Le sabordage d'une femme d'Etat

La séquence de cette semaine sur la nomination tardive du prochain commissaire européen est à la fois surréaliste et normale.

Normale? En notre chère particratie, dès qu’il y a des postes à pourvoir, s’engage en général un grand troc entre formations politiques. Faute de consensus, la Belgique préfère parfois laisser un siège vide des mois durant ou faire pourrir une mission ad interim de peur de froisser l’une ou l’autre. L’intérêt de l’Etat? Secondaire.

Au niveau fédéral, le gouvernement dispose généralement d’un paquet de fonctions à pourvoir qui lui permet de contenter les partenaires du moment, toujours prêts à placer leurs pions ou récompenser l’une ou l’autre personnalité pour service rendu. Ce marchandage se retrouve le plus souvent dans la presse, ce qui n’est pas de nature à améliorer l’image du politique. L’opinion publique a horreur de ces petits jeux.

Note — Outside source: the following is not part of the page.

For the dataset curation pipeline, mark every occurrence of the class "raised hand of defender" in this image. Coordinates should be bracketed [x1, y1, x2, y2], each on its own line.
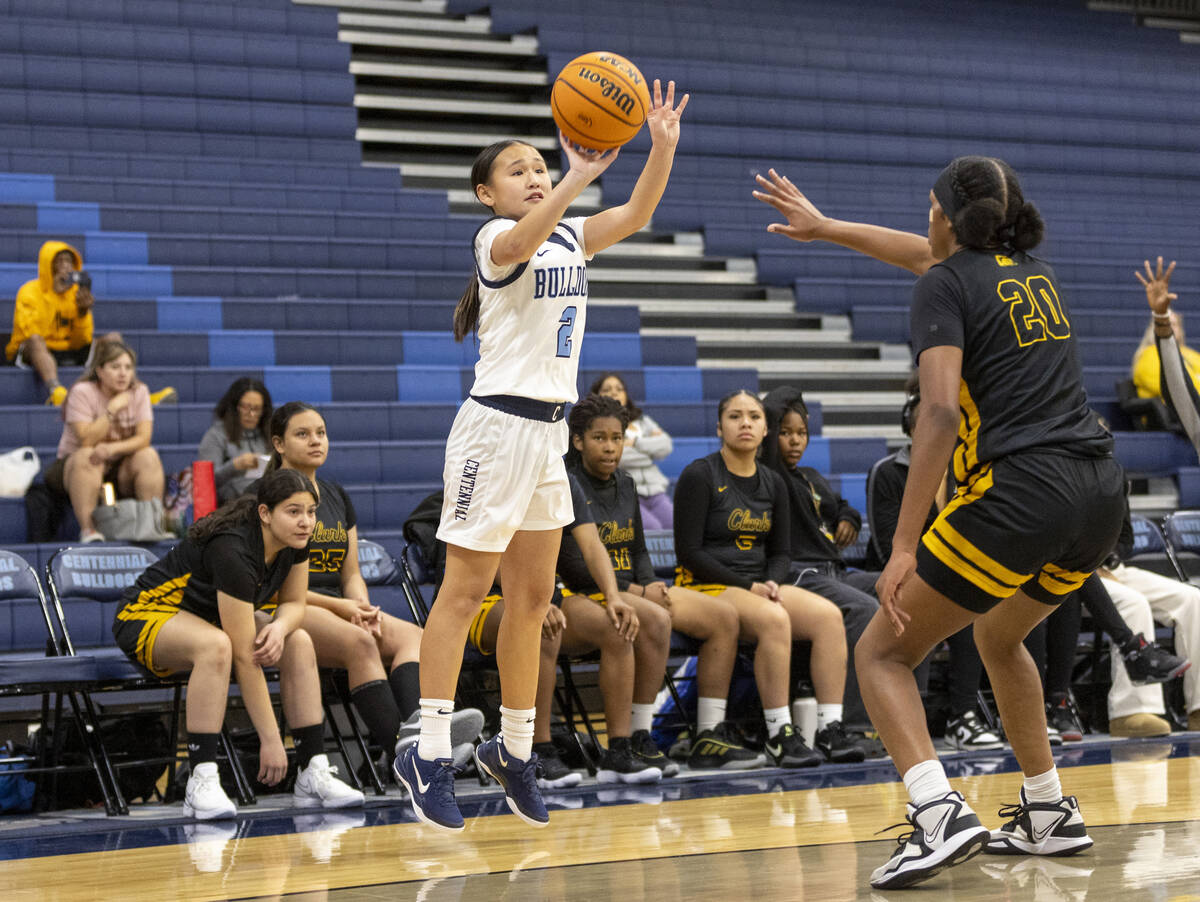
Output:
[1133, 257, 1178, 317]
[752, 169, 829, 241]
[646, 78, 691, 148]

L’affaire qui nous a occupés cette semaine participe de cette tradition et d’une pratique qu’on retrouve à bien des niveaux de pouvoir. Y compris européens. À une grande différence près: le gouvernement qui a la main pour ce type de nomination est ultra-minoritaire et n’a en gros qu’une carte et deux demi-cartes à distribuer: le poste de commissaire européen, un poste de Premier ministre temporaire et une vice-présidence à la Banque européenne d’investissement. Malgré tout, le MR de Charles Michel semble mener la danse au profit de son propre candidat, Didier Reynders.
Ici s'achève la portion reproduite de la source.